The designer of the Washington/Carver half dollar was Isaac Scott Hathaway. This sculptor and artist was the first African American to design a U.S. coin. He created two designs for the US Mint. The first, in 1946, was a half dollar with the face of Booker T. Washington, the most prominent African-American of the early 20th century. The Mint’s remaining stock of these coins was ordered to be melted down, and the silver re-struck into the Washington /Carver half-dollar, in 1951.The coins are 90% silver and 10% copper. They weight 12.50 grams, and have a diameter of 30.60 mm.
There were several changes to the original design, but the final model features overlapping profile portraits on the obverse of Booker T. Washington and George Carver. They are surrounded by the words, UNITED STATES OF AMERICA; N GOD WE TRUST; E PLURIBUS UNUM; GEORGE W. CARVER; LIBERTY; BOOKER T. WASHINGTON; HALF DOLLAR, and the relevant strike date. The reverse is a simplified map of America, overlaid with the words, U. S. A. The map is surrounded with the words, FREEDOM AND OPPORTUNITY FOR ALL and, AMERICANISM.
Booker T. Washington founded, in 1881, the Tuskegee Institute, a black college in Alabama. He tried to fight discrimination through education and the creation of black businesses, to build a black middle-class. This approach was later over-turned by the NAACP, which worked for change at a political level.
George Carver was born into slavery, but became a botanist and agricultural scientist, as well as a professor at the Tuskegee Institute. He developed alternative crops to cotton, as the repeated growing of this crop was depleting the soil. He introduced peanuts and sweet potatoes, to enrich the soil and provide direct food for poor Southern farmers. Like Booker T. Washington he believed in advancement through personal improvement and increased wealth, rather than through political action.

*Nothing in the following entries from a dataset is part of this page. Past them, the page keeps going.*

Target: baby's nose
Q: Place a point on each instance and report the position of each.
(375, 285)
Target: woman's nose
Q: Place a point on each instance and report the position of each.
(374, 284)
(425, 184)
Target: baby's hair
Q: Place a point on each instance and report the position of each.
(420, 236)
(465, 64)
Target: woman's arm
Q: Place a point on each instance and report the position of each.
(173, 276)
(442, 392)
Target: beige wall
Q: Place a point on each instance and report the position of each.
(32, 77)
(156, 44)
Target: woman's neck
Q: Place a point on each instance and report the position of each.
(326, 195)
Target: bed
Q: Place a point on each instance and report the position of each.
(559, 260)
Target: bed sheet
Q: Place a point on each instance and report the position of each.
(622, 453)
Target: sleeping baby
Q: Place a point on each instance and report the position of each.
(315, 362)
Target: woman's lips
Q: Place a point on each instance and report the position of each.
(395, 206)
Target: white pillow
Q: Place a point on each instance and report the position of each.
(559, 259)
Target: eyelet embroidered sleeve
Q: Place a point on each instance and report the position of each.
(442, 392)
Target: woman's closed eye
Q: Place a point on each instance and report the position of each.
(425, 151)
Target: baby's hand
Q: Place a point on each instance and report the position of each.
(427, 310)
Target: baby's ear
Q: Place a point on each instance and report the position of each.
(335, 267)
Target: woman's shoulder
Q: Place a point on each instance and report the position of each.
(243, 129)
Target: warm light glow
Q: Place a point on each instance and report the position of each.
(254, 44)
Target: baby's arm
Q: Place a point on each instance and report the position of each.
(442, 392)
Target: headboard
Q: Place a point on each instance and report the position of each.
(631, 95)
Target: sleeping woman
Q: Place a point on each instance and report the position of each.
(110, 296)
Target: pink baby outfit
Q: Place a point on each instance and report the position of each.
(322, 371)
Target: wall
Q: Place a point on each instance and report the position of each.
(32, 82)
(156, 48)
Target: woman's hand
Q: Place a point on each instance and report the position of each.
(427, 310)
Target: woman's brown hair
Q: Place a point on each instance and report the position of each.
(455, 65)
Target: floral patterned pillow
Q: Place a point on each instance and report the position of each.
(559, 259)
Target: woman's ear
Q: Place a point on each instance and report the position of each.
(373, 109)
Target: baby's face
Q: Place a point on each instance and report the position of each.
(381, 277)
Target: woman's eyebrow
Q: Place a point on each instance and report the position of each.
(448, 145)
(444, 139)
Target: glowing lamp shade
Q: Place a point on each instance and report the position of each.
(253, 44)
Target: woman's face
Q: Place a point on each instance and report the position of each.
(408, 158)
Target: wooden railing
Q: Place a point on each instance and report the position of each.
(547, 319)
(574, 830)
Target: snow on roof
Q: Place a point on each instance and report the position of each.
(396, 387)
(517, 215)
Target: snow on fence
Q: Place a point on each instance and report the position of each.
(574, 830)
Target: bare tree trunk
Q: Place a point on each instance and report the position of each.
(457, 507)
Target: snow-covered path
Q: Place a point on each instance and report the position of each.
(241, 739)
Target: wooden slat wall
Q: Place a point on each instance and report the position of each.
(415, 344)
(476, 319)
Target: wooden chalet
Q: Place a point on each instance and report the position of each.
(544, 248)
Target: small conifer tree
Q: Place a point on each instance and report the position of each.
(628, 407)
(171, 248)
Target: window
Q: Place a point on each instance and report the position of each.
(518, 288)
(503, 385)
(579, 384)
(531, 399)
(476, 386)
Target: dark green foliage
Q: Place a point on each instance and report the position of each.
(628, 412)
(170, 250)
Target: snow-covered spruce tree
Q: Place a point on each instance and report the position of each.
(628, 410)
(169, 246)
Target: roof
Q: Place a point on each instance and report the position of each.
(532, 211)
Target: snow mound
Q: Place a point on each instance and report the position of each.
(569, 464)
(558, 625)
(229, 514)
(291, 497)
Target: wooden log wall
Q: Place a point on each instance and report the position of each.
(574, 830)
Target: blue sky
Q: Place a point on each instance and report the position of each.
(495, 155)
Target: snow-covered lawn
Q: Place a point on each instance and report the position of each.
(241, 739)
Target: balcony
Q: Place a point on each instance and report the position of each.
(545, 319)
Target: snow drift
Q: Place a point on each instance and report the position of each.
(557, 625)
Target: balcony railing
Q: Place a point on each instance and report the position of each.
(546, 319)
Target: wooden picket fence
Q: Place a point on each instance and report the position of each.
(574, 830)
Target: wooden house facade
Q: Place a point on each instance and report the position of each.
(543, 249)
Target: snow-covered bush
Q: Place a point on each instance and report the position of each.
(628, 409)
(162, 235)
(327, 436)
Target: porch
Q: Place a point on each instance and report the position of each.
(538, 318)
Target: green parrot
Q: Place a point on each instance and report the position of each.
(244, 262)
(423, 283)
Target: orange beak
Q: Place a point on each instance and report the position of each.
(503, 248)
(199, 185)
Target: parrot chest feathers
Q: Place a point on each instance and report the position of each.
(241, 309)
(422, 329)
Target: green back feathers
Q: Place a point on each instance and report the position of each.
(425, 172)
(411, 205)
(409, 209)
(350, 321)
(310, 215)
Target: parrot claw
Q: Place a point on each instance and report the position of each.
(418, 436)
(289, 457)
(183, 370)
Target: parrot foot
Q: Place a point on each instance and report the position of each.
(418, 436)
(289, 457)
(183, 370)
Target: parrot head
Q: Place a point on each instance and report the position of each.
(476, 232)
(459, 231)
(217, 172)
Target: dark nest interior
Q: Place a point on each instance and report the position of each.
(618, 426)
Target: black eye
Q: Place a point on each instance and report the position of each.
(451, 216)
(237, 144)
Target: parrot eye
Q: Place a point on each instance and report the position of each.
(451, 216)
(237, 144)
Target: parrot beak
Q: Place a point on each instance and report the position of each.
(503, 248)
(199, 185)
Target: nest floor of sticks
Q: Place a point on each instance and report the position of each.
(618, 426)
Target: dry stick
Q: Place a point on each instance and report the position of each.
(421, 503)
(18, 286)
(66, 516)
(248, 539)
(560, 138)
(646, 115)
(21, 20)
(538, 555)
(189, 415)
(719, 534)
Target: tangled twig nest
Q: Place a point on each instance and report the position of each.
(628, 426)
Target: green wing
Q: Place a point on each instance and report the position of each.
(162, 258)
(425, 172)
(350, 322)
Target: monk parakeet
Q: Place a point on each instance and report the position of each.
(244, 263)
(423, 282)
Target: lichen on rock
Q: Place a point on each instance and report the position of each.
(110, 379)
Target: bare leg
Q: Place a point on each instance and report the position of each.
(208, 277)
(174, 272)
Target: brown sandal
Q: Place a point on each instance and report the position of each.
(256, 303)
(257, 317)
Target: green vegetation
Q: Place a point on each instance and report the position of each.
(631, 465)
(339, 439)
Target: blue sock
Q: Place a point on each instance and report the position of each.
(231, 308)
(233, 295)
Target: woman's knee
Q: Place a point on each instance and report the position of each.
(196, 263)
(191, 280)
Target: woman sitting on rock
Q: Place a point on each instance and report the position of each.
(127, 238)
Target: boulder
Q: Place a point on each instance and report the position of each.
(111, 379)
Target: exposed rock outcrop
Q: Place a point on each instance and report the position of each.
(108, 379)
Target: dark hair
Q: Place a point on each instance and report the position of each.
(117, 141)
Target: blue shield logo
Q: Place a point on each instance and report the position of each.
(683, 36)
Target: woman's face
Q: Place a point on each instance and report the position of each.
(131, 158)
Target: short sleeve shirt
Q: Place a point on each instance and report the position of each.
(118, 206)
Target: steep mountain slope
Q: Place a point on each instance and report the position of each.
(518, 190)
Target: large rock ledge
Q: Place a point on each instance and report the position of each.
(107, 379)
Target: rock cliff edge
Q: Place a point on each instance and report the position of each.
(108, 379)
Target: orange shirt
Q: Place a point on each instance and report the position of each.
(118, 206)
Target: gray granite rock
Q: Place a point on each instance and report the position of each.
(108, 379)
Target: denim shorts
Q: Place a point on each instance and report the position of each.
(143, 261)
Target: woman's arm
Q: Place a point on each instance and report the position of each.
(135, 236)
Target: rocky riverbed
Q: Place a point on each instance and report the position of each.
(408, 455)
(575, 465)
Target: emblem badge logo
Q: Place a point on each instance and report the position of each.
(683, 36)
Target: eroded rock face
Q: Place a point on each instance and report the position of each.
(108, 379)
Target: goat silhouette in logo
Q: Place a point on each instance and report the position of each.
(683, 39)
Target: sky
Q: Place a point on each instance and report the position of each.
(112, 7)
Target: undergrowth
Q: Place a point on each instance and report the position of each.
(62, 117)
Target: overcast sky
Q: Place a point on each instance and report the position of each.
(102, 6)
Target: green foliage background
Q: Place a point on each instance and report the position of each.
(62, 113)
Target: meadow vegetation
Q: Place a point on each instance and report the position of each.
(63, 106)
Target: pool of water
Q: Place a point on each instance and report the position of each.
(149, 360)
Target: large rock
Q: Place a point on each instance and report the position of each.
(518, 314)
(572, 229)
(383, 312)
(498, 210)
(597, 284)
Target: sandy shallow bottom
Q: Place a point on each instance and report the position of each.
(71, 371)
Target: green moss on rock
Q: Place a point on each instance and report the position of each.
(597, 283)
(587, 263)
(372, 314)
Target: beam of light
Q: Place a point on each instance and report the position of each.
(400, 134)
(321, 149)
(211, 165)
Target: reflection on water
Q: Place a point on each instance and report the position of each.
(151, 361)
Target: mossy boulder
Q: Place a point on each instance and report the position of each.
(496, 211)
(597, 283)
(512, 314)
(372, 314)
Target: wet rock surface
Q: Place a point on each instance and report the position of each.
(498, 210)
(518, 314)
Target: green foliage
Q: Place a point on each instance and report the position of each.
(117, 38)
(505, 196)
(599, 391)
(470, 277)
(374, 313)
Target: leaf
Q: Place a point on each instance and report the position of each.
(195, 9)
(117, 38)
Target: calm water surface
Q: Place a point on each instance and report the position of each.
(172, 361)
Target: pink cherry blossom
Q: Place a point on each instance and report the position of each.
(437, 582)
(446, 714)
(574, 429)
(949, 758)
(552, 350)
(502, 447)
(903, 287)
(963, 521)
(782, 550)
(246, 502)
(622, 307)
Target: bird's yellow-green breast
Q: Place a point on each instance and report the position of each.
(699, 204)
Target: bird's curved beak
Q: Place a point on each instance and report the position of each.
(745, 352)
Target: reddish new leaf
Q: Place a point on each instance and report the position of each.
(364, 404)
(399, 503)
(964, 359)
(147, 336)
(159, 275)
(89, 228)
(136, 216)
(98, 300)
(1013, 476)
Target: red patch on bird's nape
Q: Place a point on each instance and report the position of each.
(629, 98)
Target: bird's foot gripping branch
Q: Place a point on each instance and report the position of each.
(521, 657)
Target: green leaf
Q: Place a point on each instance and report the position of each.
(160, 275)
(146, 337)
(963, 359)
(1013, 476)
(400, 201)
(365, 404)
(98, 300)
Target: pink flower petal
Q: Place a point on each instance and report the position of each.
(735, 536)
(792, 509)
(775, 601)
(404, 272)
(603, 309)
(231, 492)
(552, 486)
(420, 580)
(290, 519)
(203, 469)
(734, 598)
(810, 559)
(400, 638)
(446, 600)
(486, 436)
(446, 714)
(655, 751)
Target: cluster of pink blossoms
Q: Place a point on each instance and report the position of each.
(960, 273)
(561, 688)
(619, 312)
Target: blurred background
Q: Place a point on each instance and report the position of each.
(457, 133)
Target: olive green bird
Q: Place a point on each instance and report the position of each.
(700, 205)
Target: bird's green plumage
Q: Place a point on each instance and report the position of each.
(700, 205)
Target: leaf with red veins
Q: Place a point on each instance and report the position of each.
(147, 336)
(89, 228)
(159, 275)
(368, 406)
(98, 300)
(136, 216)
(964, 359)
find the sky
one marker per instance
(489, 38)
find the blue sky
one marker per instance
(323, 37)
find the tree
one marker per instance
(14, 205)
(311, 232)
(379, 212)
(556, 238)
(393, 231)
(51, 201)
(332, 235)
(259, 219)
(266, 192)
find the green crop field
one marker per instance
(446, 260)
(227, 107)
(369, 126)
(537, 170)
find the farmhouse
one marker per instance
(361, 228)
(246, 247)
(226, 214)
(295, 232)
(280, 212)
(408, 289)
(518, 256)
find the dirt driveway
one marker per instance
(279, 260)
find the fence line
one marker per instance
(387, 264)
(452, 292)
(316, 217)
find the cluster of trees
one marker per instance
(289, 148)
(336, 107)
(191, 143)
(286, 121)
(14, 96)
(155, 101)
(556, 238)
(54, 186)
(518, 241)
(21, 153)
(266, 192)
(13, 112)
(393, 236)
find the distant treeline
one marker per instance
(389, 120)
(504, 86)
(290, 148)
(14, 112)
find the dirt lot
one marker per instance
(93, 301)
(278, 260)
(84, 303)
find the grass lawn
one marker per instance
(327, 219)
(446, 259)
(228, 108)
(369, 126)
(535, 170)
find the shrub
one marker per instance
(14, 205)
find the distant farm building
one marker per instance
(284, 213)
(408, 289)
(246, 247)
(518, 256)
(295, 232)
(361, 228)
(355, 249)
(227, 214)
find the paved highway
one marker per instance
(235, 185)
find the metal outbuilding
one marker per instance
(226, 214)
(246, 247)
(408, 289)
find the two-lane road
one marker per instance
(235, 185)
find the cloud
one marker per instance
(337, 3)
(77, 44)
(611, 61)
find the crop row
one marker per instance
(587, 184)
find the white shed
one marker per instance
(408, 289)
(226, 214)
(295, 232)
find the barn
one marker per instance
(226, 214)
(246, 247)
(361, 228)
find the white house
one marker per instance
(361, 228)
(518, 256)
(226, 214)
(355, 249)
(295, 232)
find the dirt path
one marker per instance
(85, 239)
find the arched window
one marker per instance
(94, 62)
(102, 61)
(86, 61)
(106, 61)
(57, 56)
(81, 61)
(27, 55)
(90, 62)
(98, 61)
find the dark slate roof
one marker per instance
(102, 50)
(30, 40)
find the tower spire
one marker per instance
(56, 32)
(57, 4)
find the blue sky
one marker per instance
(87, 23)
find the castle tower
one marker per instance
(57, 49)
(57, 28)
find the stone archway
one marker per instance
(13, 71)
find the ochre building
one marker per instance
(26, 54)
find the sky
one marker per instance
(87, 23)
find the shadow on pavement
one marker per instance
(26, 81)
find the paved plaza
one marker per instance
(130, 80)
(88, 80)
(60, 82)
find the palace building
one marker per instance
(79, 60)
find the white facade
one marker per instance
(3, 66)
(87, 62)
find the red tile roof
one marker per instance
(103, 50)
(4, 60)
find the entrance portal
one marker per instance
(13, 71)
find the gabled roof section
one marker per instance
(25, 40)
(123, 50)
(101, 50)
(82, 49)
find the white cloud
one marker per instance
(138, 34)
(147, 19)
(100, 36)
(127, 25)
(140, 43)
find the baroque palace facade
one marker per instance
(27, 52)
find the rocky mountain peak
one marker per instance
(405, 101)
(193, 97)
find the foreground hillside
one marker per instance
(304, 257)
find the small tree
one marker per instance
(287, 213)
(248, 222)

The Washington/Carver half dollar was the last commemorative coin struck by the US Mint for several decades, which also makes it a significant collector’s piece. In all the four years it was produced, coins were minted at three facilities – Philadelphia (with no mint mark), San Francisco (S) and Denver (D). When buying these coins, choose certified and correctly grade examples, to be sure they hold their value.